With Picasso as he painted was his latest lover, Dora Maar, a young photographer who also became his collaborator. Dora's photographs of the work in progress documented Picasso's creative process and his struggle between political imagery and artistic merit.

Guernica - State I
As the focal point of the painting, Picasso initially drew a boldly raised arm and clenched fist, the familiar salute of the Spanish Republican forces. But the artist was dissatisfied with the obvious symbolism. Over the next several days, he created a more hopeful message of victory, the raised fist clutching stalks of grain in front of a blazing sun. Still, Picasso's artistic sensibility was in conflict with the political sentiment of the canvas. "The stand of Picasso was quite clear," says Llorens. "A work of art, in order to be really effective in political terms, has to work first of all as a work of art."
Pablo Picasso painting
A week later, the arm was completely painted over. But the center of the painting had lost its focus. To solve the problem, Picasso moved the body of the bull near to the woman and child, lifting the head of the horse to a place of prominence and making the spear more obvious. No longer was the battle between the horse and bull of the ring. Clearly, the mortal wound was caused by an act of man.

Picasso's inventiveness took him in many directions. He added color, pattern and texture with scraps of wallpaper; he gave the weeping woman a blood-red tear. Later, Picasso removed all color. Earlier in his career, in his Blue Period, Picasso learned that using a monochromatic palette could produce powerful imagery. He suppressed color because he felt color would distract from the impact of the painting. "There was certainly a long tradition that equated line with intellect and color with emotion," adds Failing. "And so, to not bring in the whole element of color and its associations with emotion and the sensual, in a way makes it a tour-de-force on another level."

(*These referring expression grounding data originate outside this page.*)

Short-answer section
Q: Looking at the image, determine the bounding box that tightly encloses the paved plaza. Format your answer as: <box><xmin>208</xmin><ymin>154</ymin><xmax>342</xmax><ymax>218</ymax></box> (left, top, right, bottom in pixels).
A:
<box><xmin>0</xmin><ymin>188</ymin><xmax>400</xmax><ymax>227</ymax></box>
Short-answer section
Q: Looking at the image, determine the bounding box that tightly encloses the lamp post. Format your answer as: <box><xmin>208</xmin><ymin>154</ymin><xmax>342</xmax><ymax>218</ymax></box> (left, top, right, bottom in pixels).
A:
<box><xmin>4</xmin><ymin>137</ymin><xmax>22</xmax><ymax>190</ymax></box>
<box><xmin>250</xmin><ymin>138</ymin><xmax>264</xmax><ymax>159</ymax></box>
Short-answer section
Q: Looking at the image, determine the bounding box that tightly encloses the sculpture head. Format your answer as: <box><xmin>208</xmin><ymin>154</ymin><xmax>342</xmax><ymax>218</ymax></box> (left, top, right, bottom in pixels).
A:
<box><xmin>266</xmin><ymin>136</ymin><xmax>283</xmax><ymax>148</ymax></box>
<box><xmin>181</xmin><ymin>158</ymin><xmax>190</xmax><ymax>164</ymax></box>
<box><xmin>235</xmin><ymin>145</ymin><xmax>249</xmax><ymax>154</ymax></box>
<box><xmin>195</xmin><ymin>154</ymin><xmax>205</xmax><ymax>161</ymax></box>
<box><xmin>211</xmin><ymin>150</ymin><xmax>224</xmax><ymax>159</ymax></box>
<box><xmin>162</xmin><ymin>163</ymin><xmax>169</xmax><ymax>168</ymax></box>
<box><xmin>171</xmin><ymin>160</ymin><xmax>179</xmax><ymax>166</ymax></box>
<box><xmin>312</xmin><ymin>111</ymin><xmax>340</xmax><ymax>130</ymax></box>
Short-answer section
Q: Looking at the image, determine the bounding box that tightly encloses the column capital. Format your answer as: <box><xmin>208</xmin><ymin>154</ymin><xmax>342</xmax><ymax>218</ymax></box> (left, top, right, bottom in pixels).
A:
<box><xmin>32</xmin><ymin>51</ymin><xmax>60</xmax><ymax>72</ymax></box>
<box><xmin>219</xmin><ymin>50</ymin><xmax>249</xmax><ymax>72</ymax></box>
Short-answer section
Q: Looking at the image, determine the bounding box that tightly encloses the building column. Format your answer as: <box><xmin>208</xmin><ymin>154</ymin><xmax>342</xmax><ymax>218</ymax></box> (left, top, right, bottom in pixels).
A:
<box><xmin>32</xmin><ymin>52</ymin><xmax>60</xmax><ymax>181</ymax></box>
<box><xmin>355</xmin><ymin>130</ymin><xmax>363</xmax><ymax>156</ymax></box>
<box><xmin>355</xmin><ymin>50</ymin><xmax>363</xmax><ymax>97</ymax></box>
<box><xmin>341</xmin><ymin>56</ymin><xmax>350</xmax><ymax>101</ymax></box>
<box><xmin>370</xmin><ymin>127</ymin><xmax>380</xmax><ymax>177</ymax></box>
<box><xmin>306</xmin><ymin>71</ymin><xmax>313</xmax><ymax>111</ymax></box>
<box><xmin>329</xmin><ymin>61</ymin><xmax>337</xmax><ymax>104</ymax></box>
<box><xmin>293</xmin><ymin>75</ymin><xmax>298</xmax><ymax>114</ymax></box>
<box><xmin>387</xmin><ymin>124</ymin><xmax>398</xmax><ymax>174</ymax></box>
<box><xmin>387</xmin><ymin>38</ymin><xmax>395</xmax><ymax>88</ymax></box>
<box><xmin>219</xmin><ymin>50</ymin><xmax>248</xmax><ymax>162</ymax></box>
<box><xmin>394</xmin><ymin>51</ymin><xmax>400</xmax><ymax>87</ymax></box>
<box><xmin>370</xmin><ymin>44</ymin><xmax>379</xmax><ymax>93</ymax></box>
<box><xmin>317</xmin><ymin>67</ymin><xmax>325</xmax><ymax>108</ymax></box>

Picasso sketch of hand - for Guernica
Picasso then sketched possibilities for the warrior. Not the heroic figure of patriotic fantasy — lifeless, broken, weapons shattered — the warrior in Guernica is no match for the engines of modern warfare. "It's not the clenched fist with the upright arm at the end that becomes such a moving part of the picture, but the outstretched hands with the kind of flayed fingers and the deeply crossed palm," explains Failing.
lightbulb detail from Guernica
As Guernica neared completion, Picasso added a single image of twentieth century technology. According to Llorens: "In Spanish, an electric bulb is called 'bombia,' and 'bombia' is like the diminutive of 'bomb.' So, 'bomba-bombia' is a verbal poetic metaphor for the terrifying power of technology to destroy us."
Shortly after, although he was not at all certain the mural was complete, Picasso delivered Guernica to the Spanish Pavilion.